During our College Summit trip a week ago, I (Ben) found myself in a tough spot. My writing group was playing it safe. We had gone through a morning and afternoon of free writing and no one had risked anything on paper. There were obvious reasons for that. All the students knew they’d be reading their words aloud, and you can’t blame a teenager for thinking twice about being vulnerable to a group of strangers.
Naturally, what they were writing landed on the page with a thud. A few were brave enough to tiptoe up to the edge and peek over the cliff. But then they scrambled for safety, content to use words that concealed the words they really wanted to use.
The goal, our writing coach had told us as volunteers, was to identify the student’s heartbeat and steer her toward putting that on paper. Frederick Buechner called his favorite authors “vein-opening writers” for spilling their lives right onto the page. I knew no one in this group was going to do that unless someone else started. So I did.
I told them that nine years ago I admitted myself to a psychiatric hospital for major depression. I told them that I didn’t want to live anymore. I told them how painful it was for my family, and for my dad in particular. Here he was a doctor and he couldn’t fix his own son. In time I’d learn more about the genetics of mental illness — how they burrow down the root system of one’s family tree. I told them how ashamed I felt, that I didn’t have the freedom to shave because someone confiscated my razor since I couldn’t be trusted with it. I told them how I healed, slowly, enough to leave the hospital after a week. I didn’t tell them about the uphill climb from there: the stigma of mental illness, especially within some Christian circles (though I should say my immediate circle was incredibly supportive); the days that had been wiped clean from me, lost to marathon sleep sessions; a run of days so empty of feeling that I couldn’t imagine it ever being otherwise. I remember sitting in a busy coffee shop one day and thinking that the real me was sitting across the room, observing and taking notes on a stranger.
I shared this because those students needed someone to go first. And I shared it because the one pact I made with myself when I left the hospital — other than that I would never go back — was that I had to share my story.
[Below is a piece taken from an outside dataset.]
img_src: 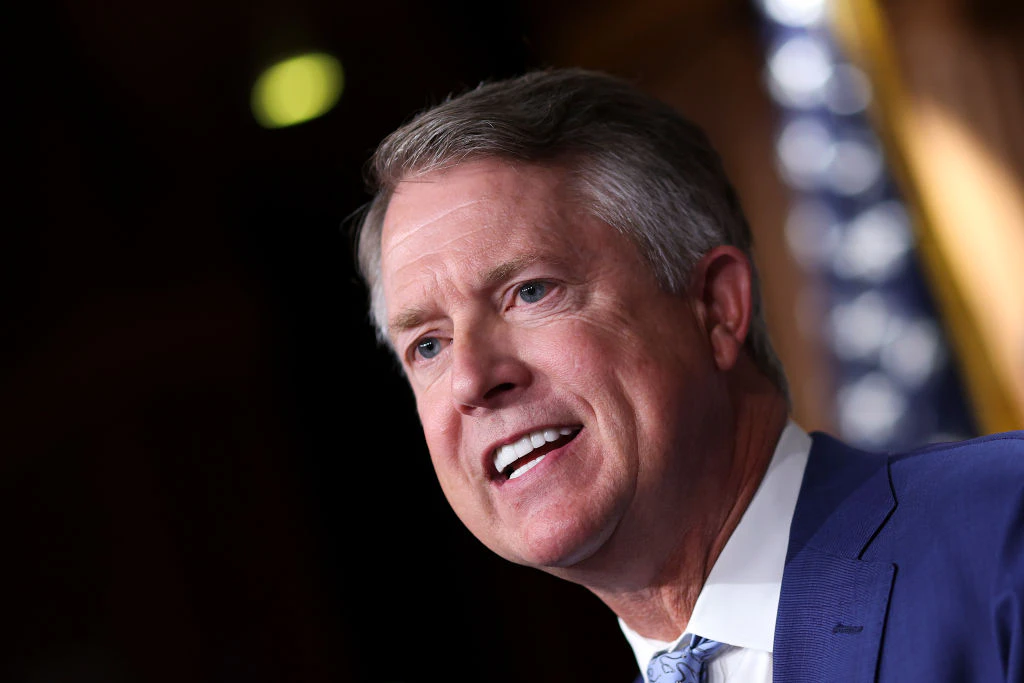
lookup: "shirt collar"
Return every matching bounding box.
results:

It wasn’t until my freshman year of college that I understood the word “depression” applied to me. And yet I can pinpoint my first memory of the illness at eight years old. I can’t make up that ground anymore, but I might help someone else do it.
I’ve come to the stage where I’ve made peace with my depression. It wasn’t until years after the hospital that I made a sobering discovery: I would never be cured. My situation was chronic. What I had to do was live with it. And so I’m trying.
I was a year and a half into youth ministry when I went into the hospital; when I came out, it felt like day one. Only it was better. I discovered what Henri Nouwen meant when he wrote about a wounded healer. Little by little, I stopped pretending to be someone who was in control.
I’ve been amazed in the past ten years how many other people have been on this road too. I have never regretted sharing the fact I have depression with anyone, but I’ve also kept that circle pretty close. I share it now, to an impossibly wide circle, because — simply — I feel compelled to. There is a new tab up top entitled HURRY DOWN SUNSHINE (now changed to BROKEN PLACES). It’s the title from a book by Michael Greenberg about his daughter being struck mad. I haven’t finished the book yet, but the words have stuck with me for their lyricism. Words have saved me from my illness, and I suppose that’s the reason why I continue to put words to paper about it. To the extent you’re comfortable doing the same, this could become a conversation.
After I shared with my writing group, they turned back to their blank pages. Some began scribbling furiously. Some frowned at their papers. Some looked for split ends. After five minutes, one walked to the front of the class. She was crying, and after she handed me her paper she went straight out the door. I waited a few minutes, then slipped into the hallway so I could catch her before she came back. I read what she wrote, which was the beginnings of a story much like my own though on a greatly accelerated timeline. After a few minutes she returned and sat down next to me. I asked her how she felt. “Awful,” she said, sniffling. Then, “But now that that’s out of me” — she nodded at her paper — “I feel a lot better.” “Have you ever written about this before?” I asked. She shook her head. “Never. I never wanted to.” Then she smiled and said, “But now it’s out.”